Road Trips

History Book
History Book
History Book

In 1912, four years after the establishment of the headquarters in Portland, the organization purchased a Federal truck with hard rubber tires. Detachable seats were installed so the truck could be used by workers for holding street meetings. In the fall of that year, this vehicle was used for a missionary trip to the north. As the workers passed through villages and by country homes, they made announcements through a megaphone, inviting people to come and receive an Apostolic Faith paper. Men would leave their farms or places of business and run to get the Gospel literature. Some time afterward, a Lippert-Steward car—the first car with pneumatic tires—was also purchased for Gospel work.

The Evangel took workers into remote regions, where they distributed literature and held church services.

The next vehicle was a seven-passenger Oldsmobile, purchased in 1915. Mechanics in the church converted it into a Gospel car by placing long seats on each side. A similar car, the Pathfinder, was purchased and it, too, was equipped for Gospel use. Each of these cars carried twelve workers who would sing and testify from a built-in platform at the rear of the vehicle. Loaded with workers, the vehicles were quickly recognized in the city of Portland as the Apostolic Faith Gospel cars.

The Evangel on board a ferry.

In 1915, a coast-to-coast evangelistic trip was made by four workers, and meetings were held in New York, Cincinnati, Indianapolis, Chicago, St. Louis, Kansas City, and also in the states of Oklahoma and Virginia. Results were rewarding; among the converts was a tobacco-grower whose home was completely transformed when he came in contact with the message of salvation.

Ever interested in expanding and improving outreach efforts that had proved successful, in 1927, the Apostolic Faith organization obtained a beautiful Mack bus, which they named The Evangel. After a bit of remodeling work, this 21-passenger coach provided cooking facilities and sleeping quarters for a party of eight workers. Equipped with a public-address system, The Evangel became a “home away from home” for a crew of ministers, a male quartet, and other Christian workers. It was literally a church on wheels.

The Gospel car, The Evangel, with some of the workers who traveled in it.

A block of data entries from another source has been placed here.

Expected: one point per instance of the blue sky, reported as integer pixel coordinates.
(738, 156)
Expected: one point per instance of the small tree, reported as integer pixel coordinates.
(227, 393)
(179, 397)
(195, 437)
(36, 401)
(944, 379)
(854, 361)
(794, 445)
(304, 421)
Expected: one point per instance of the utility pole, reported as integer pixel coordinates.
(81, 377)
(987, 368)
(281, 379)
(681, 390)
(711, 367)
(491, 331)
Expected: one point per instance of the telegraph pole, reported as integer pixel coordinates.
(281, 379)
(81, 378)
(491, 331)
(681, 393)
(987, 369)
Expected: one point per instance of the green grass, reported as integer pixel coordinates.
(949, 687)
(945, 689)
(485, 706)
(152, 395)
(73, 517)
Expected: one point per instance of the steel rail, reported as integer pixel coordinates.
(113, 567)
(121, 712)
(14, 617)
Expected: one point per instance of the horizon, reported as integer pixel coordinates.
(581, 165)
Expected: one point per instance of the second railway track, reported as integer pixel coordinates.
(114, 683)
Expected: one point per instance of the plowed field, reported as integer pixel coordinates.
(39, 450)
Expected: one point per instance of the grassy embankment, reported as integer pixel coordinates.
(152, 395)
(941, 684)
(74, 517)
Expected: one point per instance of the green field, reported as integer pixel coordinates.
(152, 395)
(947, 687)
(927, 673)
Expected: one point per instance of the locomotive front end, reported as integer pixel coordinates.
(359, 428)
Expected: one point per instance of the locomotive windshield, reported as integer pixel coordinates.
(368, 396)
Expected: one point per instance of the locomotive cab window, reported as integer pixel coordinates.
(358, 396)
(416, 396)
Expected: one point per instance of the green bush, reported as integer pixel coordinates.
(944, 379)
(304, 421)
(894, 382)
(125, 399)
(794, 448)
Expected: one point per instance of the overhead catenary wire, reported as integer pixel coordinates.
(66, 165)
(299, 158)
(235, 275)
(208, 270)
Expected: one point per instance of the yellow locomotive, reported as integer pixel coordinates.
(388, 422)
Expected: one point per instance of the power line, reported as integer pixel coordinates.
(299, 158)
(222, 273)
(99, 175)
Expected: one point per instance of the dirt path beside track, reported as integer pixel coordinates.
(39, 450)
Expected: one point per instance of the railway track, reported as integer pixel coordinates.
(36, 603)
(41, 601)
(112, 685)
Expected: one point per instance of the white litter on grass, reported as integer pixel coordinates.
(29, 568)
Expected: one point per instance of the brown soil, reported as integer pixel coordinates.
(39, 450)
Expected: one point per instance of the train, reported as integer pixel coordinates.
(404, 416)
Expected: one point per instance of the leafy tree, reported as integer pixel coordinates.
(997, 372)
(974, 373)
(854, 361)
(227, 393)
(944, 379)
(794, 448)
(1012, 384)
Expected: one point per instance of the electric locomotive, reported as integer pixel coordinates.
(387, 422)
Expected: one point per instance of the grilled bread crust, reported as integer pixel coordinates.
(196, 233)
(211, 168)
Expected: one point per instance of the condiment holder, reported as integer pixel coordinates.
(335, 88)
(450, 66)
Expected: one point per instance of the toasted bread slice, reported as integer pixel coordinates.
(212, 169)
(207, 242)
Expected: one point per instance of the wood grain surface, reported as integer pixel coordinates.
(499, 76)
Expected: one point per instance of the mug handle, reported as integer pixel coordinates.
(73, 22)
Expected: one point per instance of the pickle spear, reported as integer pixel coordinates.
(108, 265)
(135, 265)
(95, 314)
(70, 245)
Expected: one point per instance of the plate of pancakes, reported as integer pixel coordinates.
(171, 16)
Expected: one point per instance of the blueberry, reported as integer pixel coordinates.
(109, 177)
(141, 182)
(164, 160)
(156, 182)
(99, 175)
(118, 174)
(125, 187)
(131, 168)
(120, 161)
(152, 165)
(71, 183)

Trips were made up and down the coast with this bus, where stops were made in small communities. Often immense crowds gathered where meetings were conducted. Sometimes the services were held in auditoriums, at other times, out-of-doors. Gospel messages were also given from the bus through the loudspeaker. In one place the workers were told that they never should have come, that no one would be out to hear them, but the first night almost the whole community turned out.

Allen Crabtree, beloved itinerant evangelist.

Some years later, a similar large bus, which became known as a “Drive-in Church,” was used by the Medford, Oregon, branch church. The missionary-minded minister in charge of the Southern Oregon work, Clarence Frost, lost no opportunity in using the bus for evangelistic purposes. Meetings were held in mountain areas throughout southern Oregon and also down into California. Every effort put forth was rewarded, and numbers of men and women were brought into the Gospel.